×

Tutorial 1: Most of the videos contain a certain amount of distortion caused by camera lenses. Such a distortion can affect straight lines in the scene so that they are no longer straight in the camera view. If your videos contain lens distortion, we recommend to pre-process them using our command-line tools. They can estimate distortion coefficients and undistort the videos.

The first tool calib.exe reads a set of frames grabbed from a camera that was observing a calibration pattern. The pattern can be printed on a paper or displayed on a monitor. It should be captured several times from different viewpoints so that it covers as many viewing angles as possible. The tool can then automatically estimate lens distortion coefficients out of these images. This process has to be done once for each camera, and it does not need to be repeated if the camera's optical parameters remain fixed.

The second tool vundist.exe takes the input video, the file containing distortion parameters, and use them to create a new undistorted video. Moreover, it can also shift the output video by provided starting frame index, crop vertical borders of the video to reduce the final resolution, or split the video to multiple sequences.

×

Tutorial 2: A calibration sequence needs to be recorded to estimate the mutual position and orientation of individual cameras. Such recording can be done before or after the actual performance capture session. It is essential that during the capture, the relative position and orientation of cameras remain unchanged.

When recording the calibration sequence, a point light source should be placed into the active volume visible from all installed cameras. The light source should be slowly moved in the entire volume to cover as much visible space as possible. Make sure in each recorded frame the light source is visible from as many cameras as possible. This helps to increase the precision of the estimated parameters.

The used point light source should be as small as possible, and its luminance should be higher than all other light sources in the scene so that it can be easily detected and localized in the videos. We recommend to use small xenon light bulbs and increase camera shutter to make them less sensitive to incoming light.

×

Tutorial 3: The user has to provide a mesh of the character being captured. Such a mesh can be produced using a 3D laser scanner or photogrammetry. The person should stay in a T-pose or any other similar pose where hands and legs are sufficiently apart to simplify the process of mesh skinning.

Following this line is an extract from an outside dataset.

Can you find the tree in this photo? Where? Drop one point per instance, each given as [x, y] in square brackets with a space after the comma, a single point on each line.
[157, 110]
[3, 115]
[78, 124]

There are two generic models containing skeleton and skinning weights. Skeleton and weights from the existing model can be retargeted to the provided mesh when the model is aligned as close as possible to the target mesh. The first step is to select a gender of the character. Then the application coarsely estimates scale and translation of the model. Such an initial estimate is usually not precise enough. Thus the user needs to fix the model deformation so that the position and orientation of individual body parts roughly correspond to its equivalents on the provided mesh. When the refinement is done, the resulting pose is used as an input to the solver. It aims to further minimize the overlap between the model and the target mesh. When the solver finishes the pose refinement, skinning weights can be remapped. Based on an appearance of resulting skinned mesh, the user can store the model to the specified file or fix visual artifacts by running the solver or manually modifying the model pose.

×

Tutorial 4: The motion tracking tool expects as an input a path to a directory containing files of camera parameters, the actual video files, background image files, and files with a skinned model. In addition, the user needs to specify name format for each file type used, the first and the last frame of the input sequence, and a file name for storing internal animation. Once the tracking tool is running, it is essential to check the accuracy of the estimated camera positions visually. If any of the projected camera positions is incorrect, it is necessary to rerun the camera calibration process. There can be the case when the cameras are in a correct posture; however, their coordinate system is not aligned approprietly, e.g., red x-axis or blue z-axis is not horizontal or green y-axis is not upright. In this case, push the button "Align Cameras" until the orientation is fixed.

The next step is model alignment. Place anchors on the model with the left mouse button and release the button on the corresponding position in the video frame. It is necessary to put at least three anchors from multiple views and on several body parts so the application can estimate the character's 3D position, orientation, and current pose. The right mouse button can remove incorrectly placed anchors.

When the model is aligned, anchors need to be removed ("Clear Anchors" button) and a ground-level defined by holding Control + left mouse button and moving the mouse. As soon as the setup is finished, the button "Save Cameras" needs to be pressed to update the original files with camera parameters.

The last setup step is to train model colors ("Train Colors" button). When colors are estimated, the tracking can start ("Track" button). Sometimes the automatic alignment fails, e.g., due to fast character movement, self-occlusion, abrupt illumination changes, etc. In those cases, the tracking needs to be paused and any possible misalignment fixed using the anchors. The position of the entire body can be changed by a selection and holding the F key + left mouse button. You can select multiple areas by pressing Shift. When the alignment is fixed, anchors need to be rereleased.

The captured animation can be saved anytime during the tracking phase ("Save Animation" button). When the tracking phase is finished, the final animation can be smoothed out ("Filter Animation" button) and exported to the FBX file ("Export Animation" button).